O local estava inteiro pelos ares: cadeiras e mesas derrubadas, cacos de vidro e sangue por todos os lados, as roupas de Marrie rasgadas no chão. E o cheiro de uísque por todos os cantos.

Marrie começou a chorar alto e só então começou a tremer suas pernas. Agora, também cambaleando, agachou-se e pegou seu vestido rasgado, e colocou-se nele novamente. Abraçou-se com as mãos, e sem calcinha, saiu a passos lerdos para fora da cafeteria em direção ao hospital. Ela precisaria de cuidados médicos.

Aproveitei a sua saída e fui embora da cafeteria, correndo até meu carro, estacionado próximo ao meu apartamento, e segui às pressas até o apartamento que David tinha e que usávamos para nos encontrar.

Lá tinha porteiro, mas como já era conhecido, subi sem precisar me apresentar. Imaginava que David estaria ali, e não errei em minha adivinhação.

Quando cheguei, abri a porta e o ouvi conversando ao telefone:

- Celina, você anotou o endereço então? Preciso de você aqui o quanto antes, minha cabeça está sangrando e os cacos ainda estão presos nela. Obrigada!

Fitei-o por alguns segundos, e antes que eu dissesse qualquer coisa, David se pronunciou:

- Paul, você não pode mais ficar com aquela mulher. Ela é maluca! Eu fui até a cafeteria de Sr. Brian, disposto a ter uma conversa de adulto com ela, e implorar para que ela fosse embora, pois eu amo você e não vou conseguir ficar longe, e te ver todos os dias no hospital. Mas assim que cheguei lá, ela me disse que só o deixaria se eu lhe desse uma enorme quantia em dinheiro, e obviamente eu neguei, pois jamais faria uma coisa assim. Aí, ela...

- SEU PORCO! COVARDE! – eu o agarrara pelo colarinho da camisa. – EU ESTAVA LÁ! EU VI TUDO O QUE VOCÊ FEZ! – não conseguia conter as lágrimas enquanto eu berrava. – EU VI O QUE VOCÊ FEZ COM A MARRIE! COVARDE!

- O quê?! Você estava lá?! – exclamou David, perplexo.

- Sim! EU ESTAVA LÁ! Eu queria falar com Marrie, e quando vi que você estava seguindo ela, resolvi me esconder atrás do balcão, pois queria ouvir o que você tinha para dizer a ela. Só me fez o quanto você é um COVARDE!

David riu ironicamente.

- Olha, Paul, você vai me desculpar, mas se você viu tudo como disse, se esteve presente em todo o acontecimento e não fez nada, você é muito mais covarde que eu.

Assim que ouvi o que David dissera, larguei o colarinho de sua camisa e o deixei em pé. Senti meu coração bater mais devagar.

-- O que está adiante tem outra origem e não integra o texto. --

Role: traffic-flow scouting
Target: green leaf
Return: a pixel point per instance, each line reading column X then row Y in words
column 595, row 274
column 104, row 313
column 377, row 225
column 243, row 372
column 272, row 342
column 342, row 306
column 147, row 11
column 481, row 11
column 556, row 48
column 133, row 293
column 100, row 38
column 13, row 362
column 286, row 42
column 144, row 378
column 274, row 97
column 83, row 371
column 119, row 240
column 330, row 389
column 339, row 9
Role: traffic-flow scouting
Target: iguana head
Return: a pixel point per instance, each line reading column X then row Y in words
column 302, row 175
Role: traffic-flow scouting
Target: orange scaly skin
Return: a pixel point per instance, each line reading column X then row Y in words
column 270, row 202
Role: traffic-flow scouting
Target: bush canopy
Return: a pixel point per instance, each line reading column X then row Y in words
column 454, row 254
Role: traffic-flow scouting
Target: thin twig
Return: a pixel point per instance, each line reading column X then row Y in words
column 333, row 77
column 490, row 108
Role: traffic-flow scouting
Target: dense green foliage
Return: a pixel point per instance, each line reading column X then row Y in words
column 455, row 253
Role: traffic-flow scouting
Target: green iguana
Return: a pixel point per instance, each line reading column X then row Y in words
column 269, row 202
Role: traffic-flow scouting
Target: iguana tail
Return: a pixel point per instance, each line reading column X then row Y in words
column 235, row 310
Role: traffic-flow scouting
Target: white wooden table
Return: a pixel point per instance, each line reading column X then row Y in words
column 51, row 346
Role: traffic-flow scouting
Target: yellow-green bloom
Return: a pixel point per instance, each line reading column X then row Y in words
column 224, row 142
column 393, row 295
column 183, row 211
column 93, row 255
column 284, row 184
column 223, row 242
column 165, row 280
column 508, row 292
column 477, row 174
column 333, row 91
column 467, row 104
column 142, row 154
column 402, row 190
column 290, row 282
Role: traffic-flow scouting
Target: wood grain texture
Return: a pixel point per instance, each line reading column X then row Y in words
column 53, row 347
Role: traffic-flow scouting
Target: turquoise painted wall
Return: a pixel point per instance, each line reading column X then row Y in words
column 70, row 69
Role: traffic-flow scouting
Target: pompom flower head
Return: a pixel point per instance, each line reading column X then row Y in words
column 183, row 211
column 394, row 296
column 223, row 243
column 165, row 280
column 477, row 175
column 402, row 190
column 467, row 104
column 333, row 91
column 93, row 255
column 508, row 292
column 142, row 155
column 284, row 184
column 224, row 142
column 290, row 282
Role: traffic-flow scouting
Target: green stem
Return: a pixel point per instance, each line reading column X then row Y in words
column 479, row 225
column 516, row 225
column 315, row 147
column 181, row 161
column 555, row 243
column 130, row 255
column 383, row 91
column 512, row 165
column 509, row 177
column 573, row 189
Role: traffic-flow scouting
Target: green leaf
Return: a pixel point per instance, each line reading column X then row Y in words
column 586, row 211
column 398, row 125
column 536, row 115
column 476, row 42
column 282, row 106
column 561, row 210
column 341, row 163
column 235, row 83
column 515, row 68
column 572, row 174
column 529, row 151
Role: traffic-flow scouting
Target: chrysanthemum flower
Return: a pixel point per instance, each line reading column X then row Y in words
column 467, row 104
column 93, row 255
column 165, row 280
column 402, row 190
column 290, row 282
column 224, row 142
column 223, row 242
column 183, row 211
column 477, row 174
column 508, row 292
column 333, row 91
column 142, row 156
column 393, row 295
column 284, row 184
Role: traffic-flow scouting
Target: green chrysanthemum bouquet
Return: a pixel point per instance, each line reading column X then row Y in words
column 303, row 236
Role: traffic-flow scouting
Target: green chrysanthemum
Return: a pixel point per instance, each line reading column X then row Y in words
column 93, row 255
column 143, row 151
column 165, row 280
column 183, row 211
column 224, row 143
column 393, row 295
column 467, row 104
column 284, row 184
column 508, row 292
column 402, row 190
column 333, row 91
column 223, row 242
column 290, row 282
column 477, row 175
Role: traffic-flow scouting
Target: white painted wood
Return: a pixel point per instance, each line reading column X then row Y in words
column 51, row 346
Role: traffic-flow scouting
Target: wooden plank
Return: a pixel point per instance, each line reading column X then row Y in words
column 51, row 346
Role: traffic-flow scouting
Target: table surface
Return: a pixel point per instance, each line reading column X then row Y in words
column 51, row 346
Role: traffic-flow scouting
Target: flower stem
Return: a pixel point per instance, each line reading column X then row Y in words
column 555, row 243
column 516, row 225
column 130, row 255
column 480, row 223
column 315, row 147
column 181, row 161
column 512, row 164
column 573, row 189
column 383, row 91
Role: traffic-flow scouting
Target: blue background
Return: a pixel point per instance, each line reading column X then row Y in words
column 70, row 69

- Olha só, meu querido, - David continuava rindo. – você também é um grande covarde. Conviva com isso a partir de agora: o homem que você mais abomina é melhor que você. Quem sabe a sua Marrie uma dia o perdoe, hein? HÁ HÁ HÁ. Se é que você vai ter coragem de dizer a verdade para ela: que me viu fazer o que fiz e ficou quieto igual uma pedra.


Saí do apartamento de David desolado, pois ele tinha razão: eu era mais covarde do que ele.